Un fil autour du cou ou dissimulé sous les cheveux, et un petit engin - on dirait un appareil cardiovasculaire - attaché à la taille ou fourré dans la poche: l'image de l'adolescent tenu ainsi par ses nouvelles chaînes ne surprend plus.

Comment expliquer l'emprise de l'iPod ou du MP3 sur les jeunes? Certaines raisons sont apparentes, d'autres sont dignes de nous mettre la puce à l'oreille.

Certes, il y a la frime, le coolisme, la magie de l'électronique à la pointe, mais ce qui attire surtout, c'est la musique. Elle se fait intime, confidente, accompagnatrice. Elle remplit si bien son rôle d'«invitation au voyage» pour l'adolescent mal dans sa peau. Si le rythme du rap ou du hip-hop emporte dans une transe discrète, les mots, eux, dorlotent là où les questions sont restées sans réponses.

En somme, les thèmes touchent l'auditeur dans son angoisse, nourrissent ses rêves et soignent ses blessures face à un monde adulte qu'il juge loin, impuissant, hypocrite, égoïste et injuste. Il s'agit moins de mélomanie que de mélothérapie inconsciente, vécue dans l'intimité entre deux oreillettes.

Outre les raisons apparentes que vous avancera tout jeune, il y a l'éternelle angoisse des ados accentuée par nos temps «modernes», une angoisse que ces appareils semblent calmer comme un biberon en bouche. Parce que l'adolescent, sortant parfois trop tôt d'un monde rassurant, se retrouve abandonné au large et s'accroche comme tous ses «potes» à ce qui lui parle. Les paroles qu'il écoute poussent certainement à réfléchir et à adopter un point de vue, mais cela suffit-il?

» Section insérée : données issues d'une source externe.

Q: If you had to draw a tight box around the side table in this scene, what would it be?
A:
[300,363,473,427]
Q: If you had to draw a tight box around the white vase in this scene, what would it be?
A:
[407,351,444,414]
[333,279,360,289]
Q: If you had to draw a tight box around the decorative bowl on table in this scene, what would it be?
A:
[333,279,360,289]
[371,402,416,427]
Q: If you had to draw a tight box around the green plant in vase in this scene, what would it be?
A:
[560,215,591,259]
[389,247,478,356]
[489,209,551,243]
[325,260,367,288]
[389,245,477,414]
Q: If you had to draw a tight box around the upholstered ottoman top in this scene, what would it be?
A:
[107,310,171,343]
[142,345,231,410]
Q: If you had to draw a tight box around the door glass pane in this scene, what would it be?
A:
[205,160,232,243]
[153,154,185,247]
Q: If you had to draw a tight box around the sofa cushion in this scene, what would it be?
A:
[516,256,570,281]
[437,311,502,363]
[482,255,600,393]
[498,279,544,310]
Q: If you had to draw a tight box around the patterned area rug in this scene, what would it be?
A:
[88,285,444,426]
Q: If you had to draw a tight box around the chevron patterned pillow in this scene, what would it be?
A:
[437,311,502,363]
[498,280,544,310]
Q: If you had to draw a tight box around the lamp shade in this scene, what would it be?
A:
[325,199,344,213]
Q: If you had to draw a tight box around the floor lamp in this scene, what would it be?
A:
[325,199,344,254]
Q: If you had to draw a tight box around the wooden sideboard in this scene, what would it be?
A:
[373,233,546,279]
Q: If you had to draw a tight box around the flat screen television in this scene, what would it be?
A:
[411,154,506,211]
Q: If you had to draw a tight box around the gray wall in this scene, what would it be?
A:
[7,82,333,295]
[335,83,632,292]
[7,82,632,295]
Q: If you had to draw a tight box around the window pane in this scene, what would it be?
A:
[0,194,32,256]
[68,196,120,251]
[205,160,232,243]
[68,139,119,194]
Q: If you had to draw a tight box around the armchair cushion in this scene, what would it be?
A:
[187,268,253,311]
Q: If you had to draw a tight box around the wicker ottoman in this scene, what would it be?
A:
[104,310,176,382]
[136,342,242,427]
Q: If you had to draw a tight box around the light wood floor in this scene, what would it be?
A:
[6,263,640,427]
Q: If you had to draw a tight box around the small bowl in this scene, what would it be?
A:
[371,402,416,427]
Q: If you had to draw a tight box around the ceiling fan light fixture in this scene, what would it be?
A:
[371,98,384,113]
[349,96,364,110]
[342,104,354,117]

Ces prothèses intimes ne contribuent-elles pas plutôt à l'isolement? Comment accepter que «écoute cette chanson» soit le seul point de départ de toute conversation entre jeunes? Et nous alors, les adultes, où sommes-nous? Les avons-nous laissés à eux-mêmes sous prétexte qu'ils ont «grandi» ? Le fameux «c'est l'âge» nous innocente-t-il en justifiant tout? Quelles valeurs avons-nous cherché à inculquer dans l'esprit de ces jeunes dans leur enfance? Ouverture, responsabilité, effort, valeur du temps, amour de l'autre qui existe à côté de moi, pour moi (ou contre moi), et parfois, grâce à moi... Ces mots sonneraient faux si l'adolescent ne les vit pas déjà dès l'enfance.

À l'école secondaire, nous nous regroupions entre amis, en un groupe de réflexion, pour partager nos angoisses et notre vécu. Nous étions accompagnés par un prof qui nous écoutait sans forcément donner toujours des réponses. Nous partions en des camps d'aide aux régions défavorisées (aujourd'hui, nombre d'écoles organisent encore des voyages de tourisme purement économiques alors que le monde se dirige vers le tourisme solidaire!)... Nous débordions d'énergie, et nos rêves, nous les partagions. Bien sûr, nous pensions à nous, et notre moi nous angoissait plus que jamais dans cette période de crise, mais il y avait quelque chose à côté, un contrepoids.

L'enfant-roi? L'enfant au centre de l'apprentissage? Est-ce l'entourer d'un miroir concave au risque de le brûler par tous ces rayons qu'on converge sur lui? N'est-ce pas plutôt aménager le terrain afin qu'il soit capable plus tard, comme un bon roi, d'aller au service des autres?

Les loisirs et toute forme de sport n'ont aucune valeur s'ils accentuent l'individualisme. La socialisation n'a pas de sens si elle est centrée uniquement sur l'intérêt qu'elle apporte à la personne qui socialise. Elle n'a de sens que quand elle est vue en son apport à «l'autre».

Enfin, qui parle aux adolescents? Comment et de quoi leur parle-t-on? S'ils ne nous écoutent pas, c'est qu'ils nous trouvent moins intéressants que leur musique. Alors, la main cherche inconsciemment les écouteurs et les ramène à l'oreille... Justement, pour ne rien écouter!

L'auteur est enseignant à la commission scolaire Marguerite-Bourgeoys, à Montréal.